7. Abgeschnitten: Nach dem Zuschnitt auf Länge fehlt an den Gehrungen der schwarze, elastische Fugenstreifen. Logisch und deshalb kein Problem. Der Hersteller von "dek-king" bietet den Fugenstreifen als (10-) Meter-Ware  im Zubehör an. Klar, ohne gehts nicht.

8. Klebestreifen: Die schwarzen Fugenstreifen werden mit Stelmax-Kleber (gibt es bei "dek-king" im Zubehör) an ihrer dafür vorgesehenen "Lippe" unter den Deckstreifen geklebt. Einfacher geht's nun wirklich nicht.

9. Problem-Zone: Geht's, wie an der Motorwanne, bei den Decksformen richtig rund, hilft beim Zuschnitt und beim Kleben häufig nur noch die sanfte Gewalt der Schraubzwinge.

10. Die neue Mitte: Auf dem Vordeck arbeitet man sich von der Mitte aus nach außen vor. Weil es einfach besser aussieht, ist der Mittelstreifen etwas breiter (70 statt 50 mm). Das passt. Die Klebebandstreifen verhindern, dass der Decksbelag beim Zusammenstecken und -kleben nicht auf dem Deck haften bleibt.

11. Bleistift und Papier: Wirds knifflig, helfen selbst gemachte Schablonen. Die Formen der gesuchten Deck-Streifen werden so, wie sie sein sollen, am Objekt auf Klebeband, Papier oder Pappe  gezeichnet.

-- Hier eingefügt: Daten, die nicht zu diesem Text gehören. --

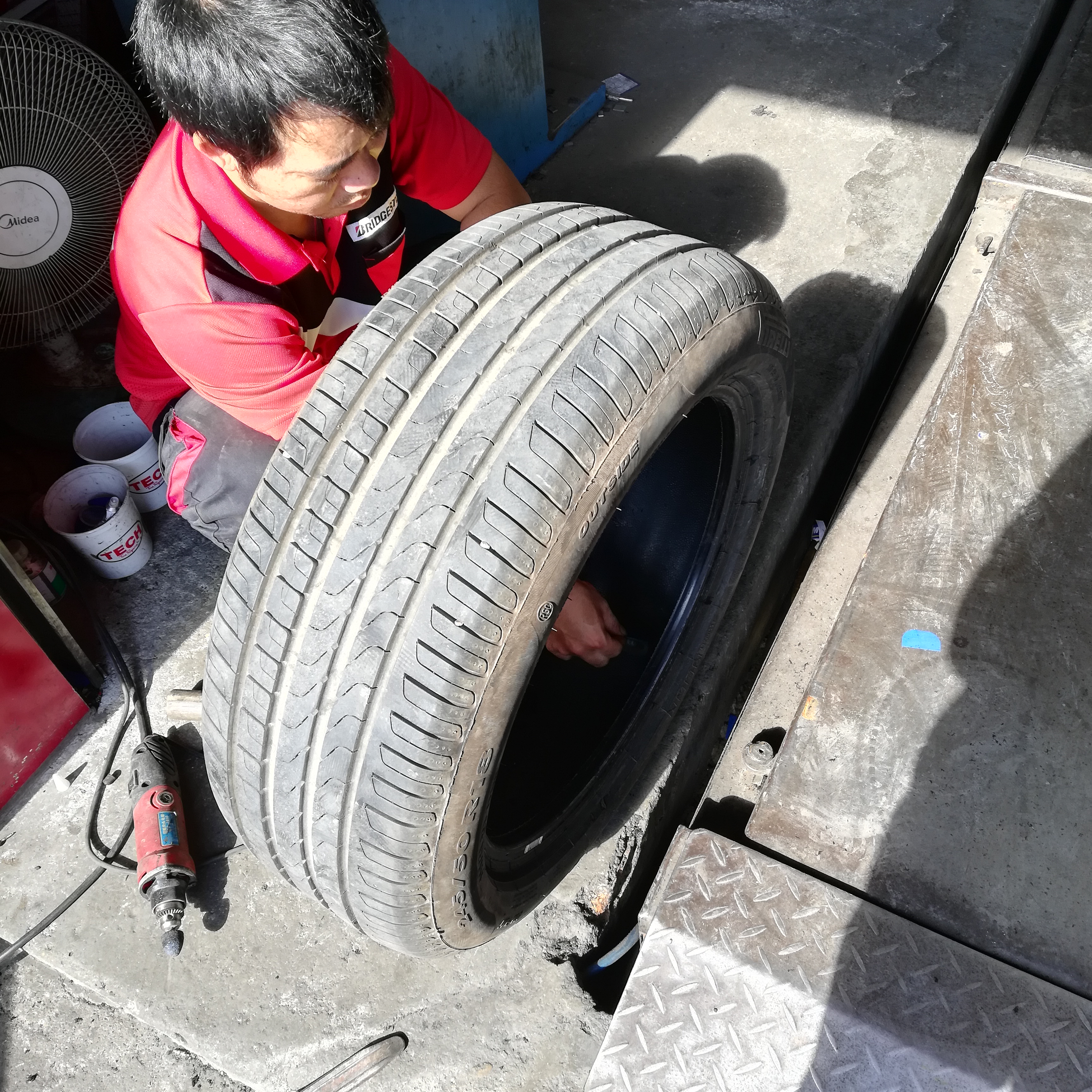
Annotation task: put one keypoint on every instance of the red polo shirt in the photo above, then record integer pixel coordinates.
(215, 300)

12. Klein, aber fein: Die mithilfe der aufgezeichneten und ausgeschnittenen Schablonen zugeschnittenen Kleinteile werden Stück für Stück eingepasst. Das kann dauern, aber die Mühe lohnt sich. Und wenn es irgendwo klemmt, hilft der kleine Hobel mit der scharfen Klinge. 

13. Leibes-Übungen: Auf den Seitendecks arbeitet man von außen nach innen. Wichtig ist die Leibung: Den ersten Deck-Streifen an der Bordwand so anzupassen, dass der letzte Deck-Streifen am Kajütaufbau nicht zu schmal wird. Der Rat des Fachmannes: lieber einmal zu viel als zu wenig messen.

14. Auf geht's: Das fertig zugeschnittene und lediglich an Nut und Feder verklebte Seitendeck wird vor der großen Klebe-aktion auf der gesamten Fläche noch einmal vorsichtig abgehoben. 

15. Bloß nicht fallen lassen: Passt alles und hatte der Stelmax-Kleber 24 Stunden Zeit, die Deck-Streifen fest miteinander zu "verschweißen", kann das neue Vordeck in einem Stück abgehoben werden. Das geht am besten zu zweit. Wie bei den Seitendecks haben Klebebandstreifen und der sorgfältige Umgang mit dem Kleber verhindert, dass der neue "Streifenanzug" auf dem alten Vordeck haften bleibt.

16. Wenn möglich, bitte wenden: Die Rückseite des neuen Vordecks wird vor dem Verkleben mit dem "Aktivator von Sikaflex" behandelt. Das geht mit der Lammfellrolle deutlich besser als mit dem Pinsel. Wichtig: Den Aktivator vor dem Kleben mindestens zehn Minuten ablüften lassen.

17. Großreinemachen: Das angeschliffene (80er Papier) Deck des Bootes muss absolut staubfrei sein. Danach werden mit der Lammfellrolle Aktivator und Primer aufgebracht.

18. Ein dickes Ding: Sind Aktivator und Primer abgetrocknet, wird der Sikaflex-Kleber (291i oder 298i) in dicken "Würsten" aufgetragen.

19. Zähne zeigen: Den Kleber mit einem Zahnspachtel gleichmäßig verteilen. 

20. Roll on, roll off: Damit es keine hässlichen Luftblasen gibt, wird der aufgelegte Decksbelag mit einem Andrückroller (gibt es bei "dek-king" im Zubehör) kräftig fest gedrückt.

21. Der berühmte Druck von oben: Den eben verklebten und fest angerollten Decksbelag mit möglichst vielen Gewichten beschweren und eine Nacht lang ruhen lassen. 

22. Gesucht wird eine ruhige Hand: Die Kanten müssen mit dem Sikaflex-Kleber versiegelt werden. Wer es kann, braucht nicht abzukleben. Ungeübte sollten vor dem Versiegeln jede Kante mit Klebeband abkleben. 

23. Die Richtung muss stimmen: Überstehender Kleber muss abgeschliffen werden. Das geht am besten mit 40er Schleifpapier. Wichtig ist nur, dass immer in Richtung der Maserung geschliffen wird. 

24. Gesucht wird: Decksbeschläge, Bugkorb und Scheuerleiste kommen an Deck. Wer sich bei der Demontage einen Lageplan gemacht hat, muss die Bohrungen jetzt  nicht lange suchen. 

25. Ein gutes Ende: Dem vormals glatten und arg ramponierten Achterdeck fehlt nur noch der unter Punkt 23 beschriebene letzte Schliff. Das wars dann!